As people are stuck in their homes for months of social distancing, they are missing out on many fun or routine things that they use to do throughout the week such as: drinking with friends, playing games, coaching, going to cycling or yoga classes, attending club meetings or discussions, etc. People are beginning to get creative virtually so they can still experience, to an extent, those things that were a part of what made them happy. Mental and emotional health needs to be tended to during a time of social distancing. People are lacking social interactions, fun, and positivity. Here are four creative ways people are staying social through virtual interactions.
Virtual Happy Hour
Just because people can’t go to happy hour at 5 p.m. at a bar or restaurant doesn’t mean that must come to an end. Many friend groups or employers are participating in a virtual happy hour through Zoom or other applications to lighten things up. They grab their drink of choice and use it as a fun way to catch up with friends or colleagues.
A senior at Radford University, Lindsay McFarlane, had a recent happy hour on an app called Life Size with colleagues from work. “It was great to be able to see my work friends that I haven’t gotten to interact within a while. My workplace always has a very positive vibe so to be able to have that energy virtually was extremely helpful and boosted my mood,” said McFarlane. She went on to say that even though it won’t replace real-time interaction, it was still an activity that made her smile and reassures her that she isn’t alone during these strange times.

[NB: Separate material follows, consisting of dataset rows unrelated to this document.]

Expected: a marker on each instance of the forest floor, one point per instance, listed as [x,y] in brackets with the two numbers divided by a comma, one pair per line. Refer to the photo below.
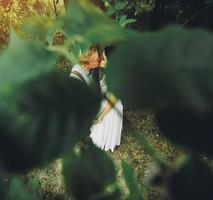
[50,180]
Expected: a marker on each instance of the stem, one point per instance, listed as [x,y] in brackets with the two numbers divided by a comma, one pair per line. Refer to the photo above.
[55,9]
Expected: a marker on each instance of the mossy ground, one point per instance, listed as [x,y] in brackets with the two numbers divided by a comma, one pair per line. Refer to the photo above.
[50,180]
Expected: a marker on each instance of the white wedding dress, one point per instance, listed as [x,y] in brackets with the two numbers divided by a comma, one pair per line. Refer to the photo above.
[106,134]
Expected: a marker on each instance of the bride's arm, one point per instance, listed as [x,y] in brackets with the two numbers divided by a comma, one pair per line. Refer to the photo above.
[111,100]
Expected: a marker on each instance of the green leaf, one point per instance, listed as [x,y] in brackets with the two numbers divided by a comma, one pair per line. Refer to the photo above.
[192,180]
[40,27]
[89,174]
[121,5]
[111,11]
[42,113]
[45,117]
[17,191]
[123,21]
[84,23]
[131,181]
[169,68]
[20,62]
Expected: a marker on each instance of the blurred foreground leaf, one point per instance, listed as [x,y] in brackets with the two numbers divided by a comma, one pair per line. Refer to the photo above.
[42,113]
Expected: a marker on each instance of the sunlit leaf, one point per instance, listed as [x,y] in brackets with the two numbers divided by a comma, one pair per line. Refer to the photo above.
[86,23]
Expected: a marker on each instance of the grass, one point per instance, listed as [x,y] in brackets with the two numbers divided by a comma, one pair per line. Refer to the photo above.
[50,180]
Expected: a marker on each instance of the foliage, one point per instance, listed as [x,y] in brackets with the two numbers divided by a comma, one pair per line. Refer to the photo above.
[127,12]
[45,114]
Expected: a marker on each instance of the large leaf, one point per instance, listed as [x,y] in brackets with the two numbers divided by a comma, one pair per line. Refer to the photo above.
[88,175]
[20,62]
[51,114]
[170,68]
[42,112]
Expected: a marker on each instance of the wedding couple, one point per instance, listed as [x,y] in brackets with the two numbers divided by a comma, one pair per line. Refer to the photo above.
[106,129]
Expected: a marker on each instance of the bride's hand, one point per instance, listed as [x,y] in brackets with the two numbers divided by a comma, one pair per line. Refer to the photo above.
[97,121]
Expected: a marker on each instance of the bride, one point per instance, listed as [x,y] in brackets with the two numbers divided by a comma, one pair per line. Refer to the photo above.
[107,127]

During these virtual happy hours, people are taking it a step further and adding drinks games like beer pong. To play, there just needs to be 4 phones — one on each team, one on each set of cups. This has turned into the new Friday or Saturday night for people around the nation.
Virtual Workout Session
Many fitness companies are extending free trials, giving out free home workout guides, and giving discounts on their virtual workout sessions. Peloton has given out a 90-day free trial for the app that comes with various workouts and led with an instructor. Local yoga studios are setting up meeting room IDs for members to still participate from home and CrossFit gyms are doing virtual coaching to get their members through the prescribed home workout. Not only are people staying involved through other fitness channels, but they are connecting with a friend virtually to do a workout together. It’s accountability at its finest.
Virtual Movie Night
Watching a movie with your friends or significant other virtually is trending on social media. Some applications have a way to show their screen; this is where one person that is putting the movie of choice shares their screen from Netflix or Hulu.

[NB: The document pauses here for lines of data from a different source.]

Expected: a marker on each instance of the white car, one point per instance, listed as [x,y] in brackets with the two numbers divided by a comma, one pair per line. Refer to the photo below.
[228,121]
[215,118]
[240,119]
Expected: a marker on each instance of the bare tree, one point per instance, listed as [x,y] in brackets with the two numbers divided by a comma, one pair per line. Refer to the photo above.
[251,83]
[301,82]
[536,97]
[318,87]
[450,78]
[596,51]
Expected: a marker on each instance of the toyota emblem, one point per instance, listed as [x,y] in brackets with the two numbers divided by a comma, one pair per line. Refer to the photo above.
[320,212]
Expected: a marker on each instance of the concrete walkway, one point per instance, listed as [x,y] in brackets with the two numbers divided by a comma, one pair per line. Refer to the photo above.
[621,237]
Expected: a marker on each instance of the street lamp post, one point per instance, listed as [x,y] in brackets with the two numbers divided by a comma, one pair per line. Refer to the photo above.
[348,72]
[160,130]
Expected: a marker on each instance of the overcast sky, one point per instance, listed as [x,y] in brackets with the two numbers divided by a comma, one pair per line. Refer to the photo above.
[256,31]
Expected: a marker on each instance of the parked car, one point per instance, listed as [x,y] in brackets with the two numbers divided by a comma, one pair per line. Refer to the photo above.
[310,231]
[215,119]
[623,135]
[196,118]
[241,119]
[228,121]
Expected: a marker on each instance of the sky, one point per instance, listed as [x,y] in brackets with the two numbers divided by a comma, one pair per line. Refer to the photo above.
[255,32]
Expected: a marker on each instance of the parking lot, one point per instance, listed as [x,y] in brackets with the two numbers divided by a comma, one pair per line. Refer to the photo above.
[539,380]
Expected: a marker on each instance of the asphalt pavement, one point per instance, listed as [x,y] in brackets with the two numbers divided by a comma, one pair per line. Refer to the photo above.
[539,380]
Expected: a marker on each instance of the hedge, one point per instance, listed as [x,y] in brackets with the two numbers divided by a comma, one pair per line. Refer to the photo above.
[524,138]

A sophomore at Radford University, Natalie Welsh, did a virtual movie night through Zoom and instead of sharing the screen, they all pressed play on the same movie on the same night during the call. “It made me so happy talking to all my friends in a group and seeing all their faces, it’s refreshing to laugh with them in times like this where it gets lonely,” Welsh said. According to Business Insider, there is also a Netflix party feature that is an extension on Google Chrome. It’s been around for a while but is just now gaining more attention. They have updated and added seven extra servers.
House Party Video App
House Party is a trending video app that is a face-to-face, social network to stay connected with people. It alerts people when their friends are “In the house” and ready to chat so it’s effortless to jump in the conversation. When they open the app, their friends will also know so that they can quickly join in. It also allows people to play games like entertainment trivia with whoever is on. If someone isn’t on the app, there is a feature to send a Facemail, which is like leaving a video message for someone and they will see it once they open the app. This is the closest thing right now to hang out with a friend.
Although virtual hangouts aren’t the same as being in person with people, it still helps the situation. “I think that virtual hangouts help and bring some light to our day considering the situation that we’re in, but it’s still not the same as when we’re together doing things together in real life,” Welsh said.